Hmmmm.... I know this is rather wobbly, but I do want to get it out there. What do you all think of this family / friends hierarchy? Are you disappointed too? Do tell!
4 comments:
A thought provoking post. I am one of the 'other' people I guess. I have 3 siblings and JourneyMan has 3 siblings and all of us live in the same city / suburbs of Melbourne. I have heaps of family things to go to and I love my family fiercely and love having them in my life. My Dad's death has left a big hole that is nowhere close to healing. I have one amazing friend that I also consider family, we have been friends since we were in grade 2, she probably knows me better than anyone else. I have quite a lot of friends (though I had a lot more before we did IVF) but I don't agree with cancelling things with friends for family. I think that if you commit to something, you do your best to be there (though this did not happen on the weekend when we were supposed to go to a friend's daughters first birthday party and JBB had the moo cow whinges big time and slept through the whole time of the party - I felt terrible and have apologised profusely to my friend). I definitely cancelled a lot of things when I was going through cycles though but that was both with friends and family in equal measure - sometimes I just couldn't face people. I guess I haven't really answered properly but I do want to wish you and your lovely family a happy and save Christmas and New Year!!

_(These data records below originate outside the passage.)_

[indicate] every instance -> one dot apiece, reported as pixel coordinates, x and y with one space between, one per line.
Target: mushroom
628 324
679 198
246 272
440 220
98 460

I am the opposite person. As someone who grew up not particularly close to my parents (although a strong sense of obligation was beaten into me), I always chose my friends over family. And, now, especially as an adult, I cherish my chosen family over my relatives (and, as you may know, am estranged from my parents/sister).
One thing I was just thinking about this morning is the programming that goes into people's belief that they automatically "love" the members of their family. As if it is pre-ordained that just because someone is a relative, no matter how badly they treat you, how non-existent your relationship/connection with or to them may be, folks always preface statements with things like, "Don't get me wrong, I love my sister, but..." and then go on to speak their truth. I know what love is and feels like and can categorically say that I don't feel love for certain members of my family. I know it isn't socially acceptable to say, but it is true non-the-less.
I don't understand relationships that hinge on obligation and guilt. I just don't.
I have a close-knit and enormous family and I'm (well, we all are) expected to prioritise family over friends. Breaking commitments already made isn't expected but for things like birthdays and Christmas we all have to check with family first. I think this has a lot to do with my background, though. In Sri Lankan culture family comes first, no question.
I guess I also have the additional pressure of being a single non-parent - I'm generally the one called upon to pick up the slack that my cousins (who are spouses and / or parents) get to drop!
I guess we reinvented family out of biological or geographic. We had to. DH has no living relatives and ours are miles away (in so many ways).
But lonely is lonely. I'm sorry you felt lonely.